San Diego Temple Celestial Room
Probably the best example of actually using the spire space has got to be the San Diego California Temple.  Its Celestial Room occupies one of its two main towers and provides the spectacular view pictured here.









Draper Utah Temple Celestial Room
More recently, the Draper Utah Temple has somewhat used its tower.  the view from the celestial room takes advantage of the lower portions of the spire.  The upper windows are still not visible from the celestial room and the dome at the top in the picture is painted to look like a dome and actually doesn't poke up into the spire.  Even so, this is a better use of the spire space than most temples accomplish.

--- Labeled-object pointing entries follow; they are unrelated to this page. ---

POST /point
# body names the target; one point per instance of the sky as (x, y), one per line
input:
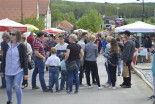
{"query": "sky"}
(113, 1)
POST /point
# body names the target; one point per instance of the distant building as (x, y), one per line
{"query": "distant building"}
(108, 21)
(12, 9)
(65, 25)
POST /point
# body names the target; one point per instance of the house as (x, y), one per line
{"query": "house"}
(108, 21)
(65, 25)
(13, 9)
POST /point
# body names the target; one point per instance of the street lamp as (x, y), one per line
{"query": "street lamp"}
(118, 11)
(143, 11)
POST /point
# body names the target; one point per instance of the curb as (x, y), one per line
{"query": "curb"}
(143, 78)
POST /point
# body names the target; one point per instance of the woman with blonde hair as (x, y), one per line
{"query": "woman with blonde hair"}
(107, 51)
(113, 61)
(91, 54)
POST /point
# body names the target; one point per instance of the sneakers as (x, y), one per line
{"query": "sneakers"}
(34, 88)
(90, 86)
(100, 88)
(9, 102)
(152, 97)
(106, 85)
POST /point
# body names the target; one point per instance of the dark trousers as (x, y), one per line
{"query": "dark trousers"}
(92, 66)
(112, 72)
(127, 81)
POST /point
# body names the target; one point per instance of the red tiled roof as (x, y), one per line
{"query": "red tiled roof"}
(65, 24)
(12, 8)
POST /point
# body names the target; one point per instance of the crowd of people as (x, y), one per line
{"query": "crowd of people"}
(71, 56)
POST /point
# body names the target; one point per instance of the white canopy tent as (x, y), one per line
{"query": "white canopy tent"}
(139, 27)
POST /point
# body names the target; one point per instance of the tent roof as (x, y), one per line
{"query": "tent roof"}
(136, 27)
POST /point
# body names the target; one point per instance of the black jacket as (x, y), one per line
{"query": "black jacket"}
(22, 57)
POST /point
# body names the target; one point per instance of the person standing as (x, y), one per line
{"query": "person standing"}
(127, 57)
(14, 65)
(91, 54)
(113, 62)
(39, 60)
(73, 54)
(82, 44)
(6, 39)
(30, 39)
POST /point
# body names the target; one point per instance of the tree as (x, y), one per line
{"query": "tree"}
(39, 23)
(91, 20)
(57, 15)
(70, 18)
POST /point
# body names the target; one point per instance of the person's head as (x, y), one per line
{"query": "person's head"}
(53, 50)
(92, 38)
(127, 34)
(15, 35)
(61, 39)
(118, 39)
(6, 37)
(114, 46)
(40, 35)
(23, 38)
(72, 38)
(62, 55)
(108, 39)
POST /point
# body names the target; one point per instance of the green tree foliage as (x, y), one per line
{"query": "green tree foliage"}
(57, 15)
(91, 20)
(39, 23)
(70, 18)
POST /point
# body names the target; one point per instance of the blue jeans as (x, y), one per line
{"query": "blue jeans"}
(71, 75)
(119, 65)
(64, 78)
(54, 75)
(106, 66)
(14, 81)
(39, 68)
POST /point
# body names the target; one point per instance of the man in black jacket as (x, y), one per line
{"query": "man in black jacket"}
(127, 56)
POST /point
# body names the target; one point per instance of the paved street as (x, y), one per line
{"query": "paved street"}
(138, 94)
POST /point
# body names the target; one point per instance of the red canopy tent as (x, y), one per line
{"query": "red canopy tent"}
(7, 25)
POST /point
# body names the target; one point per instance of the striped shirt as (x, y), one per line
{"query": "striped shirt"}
(37, 46)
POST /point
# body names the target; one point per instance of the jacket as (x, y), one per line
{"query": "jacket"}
(128, 51)
(22, 57)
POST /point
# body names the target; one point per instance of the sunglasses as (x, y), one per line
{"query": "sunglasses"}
(12, 34)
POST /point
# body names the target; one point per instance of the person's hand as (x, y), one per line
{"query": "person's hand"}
(25, 77)
(2, 74)
(44, 59)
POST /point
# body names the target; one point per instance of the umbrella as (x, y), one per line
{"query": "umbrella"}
(32, 27)
(50, 31)
(28, 33)
(7, 25)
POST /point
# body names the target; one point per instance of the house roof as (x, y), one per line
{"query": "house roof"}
(64, 24)
(12, 8)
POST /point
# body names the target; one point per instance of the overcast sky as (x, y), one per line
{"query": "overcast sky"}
(113, 1)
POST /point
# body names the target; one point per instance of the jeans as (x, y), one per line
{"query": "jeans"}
(54, 75)
(39, 68)
(64, 78)
(119, 65)
(14, 81)
(73, 74)
(106, 66)
(112, 72)
(127, 81)
(92, 66)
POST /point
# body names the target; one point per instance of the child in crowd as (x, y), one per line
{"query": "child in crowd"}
(53, 62)
(64, 73)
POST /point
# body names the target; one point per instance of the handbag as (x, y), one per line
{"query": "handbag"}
(125, 72)
(72, 66)
(31, 65)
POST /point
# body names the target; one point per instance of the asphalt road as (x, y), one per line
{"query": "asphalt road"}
(138, 94)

I'd like to hear about other temples that actually use the spire space in the Celestial Room (or elsewhere) so please comment about other temples that use this space.  I hope that we will start seeing the tower space of temples being used much more often.





Original LDS Temple Architectural Drawings

I recently found some great original architectural drawings of the Nauvoo Temple and Salt Lake Temple.  They are on the church's website.

The Nauvoo Temple architectural drawings are found here:
http://churchhistorycatalog.lds.org/primo_library/libweb/pages/dvds/dvd18/MS-11500/seg1.jsp

The Salt Lake Temple Drawings are found here:
http://churchhistorycatalog.lds.org/primo_library/libweb/pages/dvds/dvd18/CR-679-13/contents.jsp

There are only a few drawings of the Nauvoo Temple, but they do let you see how the design changed over time.  The Salt Lake Temple plans are extensive and show numerous changes that are quite fascinating.  You can even see what are essentially shop drawings of every course of stones for the temple.

I hope you enjoy these as much as I do.